The rating agency has a positive view of the product diversification benefit from the company’s individual annuity and supplemental health insurance lines of business.
Cost reduction measures adopted by the company, improved persistency and agent recruitment at some of its major subsidiaries contributed to the rating affirmation.
Agent count at the end of first quarter 2012 was 5,104, up 26% from the year-ago period. It recorded a 17% increase during the quarter. The company has done well to counter the decline in agent recruitment and sales. In mid-February this year, the agent count at Liberty National hit a low of 1,228. Since then, there has been a consistent increase in agent count, which is now 1,321, an increase of 7.5% in a two-month span. The rating agency is optimistic about this trend and expects it to continue going forward, resulting in improved sales at Liberty National for the rest of the year.
Despite aggressive efforts by Torchmark to increase agent count, the rating agency remains a bit skeptical about agent retention by the company. Moreover, the rating agency also views premium challenges in some lines of businesses.
However, Torchmark’s long-duration investment portfolio, with a high concentration (95%) of fixed maturity assets, which may cause market value to decline in the event of a rise in interest rates from the current low levels, also proved to be an offsetting factor to the ratings. The rating agency also notes that the company has a high level of fixed assets, which are rated “bbb”. Both these features of the company’s investment portfolio would make it vulnerable to investment impairments, if there is a downturn in the credit cycle. The rating agency, however, noted that the recent unrealized gain of $900 million at the end of first quarter 2012 points to an improved portfolio performance.
A.M. Best also acknowledges Torchmark’s risk based capital ratio, which stood at 325%. Though this ratio is lower than some of its peers, it is sufficient for Torchmark in light of its consistent statutory earnings and relatively lower risk of its policy liabilities.
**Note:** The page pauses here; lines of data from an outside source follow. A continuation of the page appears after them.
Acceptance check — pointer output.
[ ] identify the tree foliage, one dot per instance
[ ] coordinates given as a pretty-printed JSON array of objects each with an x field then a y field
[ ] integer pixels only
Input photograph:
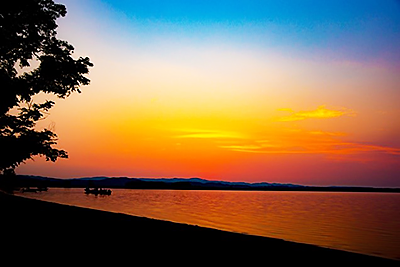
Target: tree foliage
[{"x": 28, "y": 37}]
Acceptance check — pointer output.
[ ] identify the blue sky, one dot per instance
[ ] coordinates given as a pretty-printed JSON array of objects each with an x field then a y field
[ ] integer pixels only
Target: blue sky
[{"x": 356, "y": 30}]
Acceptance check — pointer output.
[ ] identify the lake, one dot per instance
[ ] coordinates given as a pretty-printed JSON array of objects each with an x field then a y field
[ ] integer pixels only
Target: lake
[{"x": 367, "y": 223}]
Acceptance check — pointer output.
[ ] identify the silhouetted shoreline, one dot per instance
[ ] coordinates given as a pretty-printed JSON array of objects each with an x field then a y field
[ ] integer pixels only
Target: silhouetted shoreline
[
  {"x": 183, "y": 184},
  {"x": 50, "y": 226}
]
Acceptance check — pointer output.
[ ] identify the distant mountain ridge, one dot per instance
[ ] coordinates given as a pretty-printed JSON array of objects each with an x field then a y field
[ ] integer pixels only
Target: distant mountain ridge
[{"x": 180, "y": 184}]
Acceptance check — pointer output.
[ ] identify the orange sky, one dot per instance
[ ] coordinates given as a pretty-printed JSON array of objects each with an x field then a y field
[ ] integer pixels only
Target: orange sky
[{"x": 173, "y": 105}]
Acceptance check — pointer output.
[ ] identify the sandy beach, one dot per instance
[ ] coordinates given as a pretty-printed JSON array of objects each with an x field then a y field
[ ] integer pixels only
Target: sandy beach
[{"x": 33, "y": 226}]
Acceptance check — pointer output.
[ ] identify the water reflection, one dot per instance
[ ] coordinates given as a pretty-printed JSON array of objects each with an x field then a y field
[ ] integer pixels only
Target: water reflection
[{"x": 368, "y": 223}]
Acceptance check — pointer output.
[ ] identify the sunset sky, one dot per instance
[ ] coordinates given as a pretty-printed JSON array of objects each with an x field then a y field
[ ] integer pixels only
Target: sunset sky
[{"x": 304, "y": 92}]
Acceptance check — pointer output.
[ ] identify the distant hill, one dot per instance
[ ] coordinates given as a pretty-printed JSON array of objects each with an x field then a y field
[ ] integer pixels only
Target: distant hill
[{"x": 180, "y": 184}]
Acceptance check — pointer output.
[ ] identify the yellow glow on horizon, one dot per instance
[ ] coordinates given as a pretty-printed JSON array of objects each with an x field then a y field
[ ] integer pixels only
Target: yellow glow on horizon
[{"x": 320, "y": 113}]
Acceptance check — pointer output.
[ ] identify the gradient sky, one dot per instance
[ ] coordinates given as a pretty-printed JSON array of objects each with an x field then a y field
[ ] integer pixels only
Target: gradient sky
[{"x": 303, "y": 92}]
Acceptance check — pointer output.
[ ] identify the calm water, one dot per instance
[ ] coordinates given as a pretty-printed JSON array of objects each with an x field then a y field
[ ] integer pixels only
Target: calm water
[{"x": 367, "y": 223}]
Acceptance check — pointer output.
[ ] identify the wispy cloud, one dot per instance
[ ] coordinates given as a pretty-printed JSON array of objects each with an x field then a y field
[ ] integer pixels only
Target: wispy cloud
[
  {"x": 310, "y": 142},
  {"x": 320, "y": 113},
  {"x": 210, "y": 134}
]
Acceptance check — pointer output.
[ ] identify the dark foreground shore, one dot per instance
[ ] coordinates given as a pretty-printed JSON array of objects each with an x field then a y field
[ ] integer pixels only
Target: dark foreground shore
[{"x": 33, "y": 227}]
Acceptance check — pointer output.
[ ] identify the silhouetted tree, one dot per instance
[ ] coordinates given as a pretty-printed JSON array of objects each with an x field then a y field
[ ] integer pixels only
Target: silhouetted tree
[{"x": 28, "y": 39}]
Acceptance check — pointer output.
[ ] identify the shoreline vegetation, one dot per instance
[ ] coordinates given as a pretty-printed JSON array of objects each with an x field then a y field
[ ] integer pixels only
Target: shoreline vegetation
[
  {"x": 35, "y": 226},
  {"x": 21, "y": 181}
]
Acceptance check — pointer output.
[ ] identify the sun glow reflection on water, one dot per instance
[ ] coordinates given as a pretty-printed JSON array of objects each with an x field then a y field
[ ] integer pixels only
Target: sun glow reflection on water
[{"x": 367, "y": 223}]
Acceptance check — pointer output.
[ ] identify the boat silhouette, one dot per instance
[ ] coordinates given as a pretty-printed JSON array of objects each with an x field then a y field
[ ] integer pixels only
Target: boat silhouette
[{"x": 97, "y": 191}]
A.M. Best stated that ratings will be subject to downgrade if risk-adjusted capitalization deteriorates to a level that does not support the ratings or if operating performance falls markedly short of A.M. Best’s expectations.
Peer Assurant Inc. (AIZ) also carries an ICR of “bbb” with a stable outlook. Torchmark currently retains a Zacks # 3 Rank, which translates into a short-term ‘Hold’ rating. We are also maintaining our long-term “Neutral” recommendation on its shares.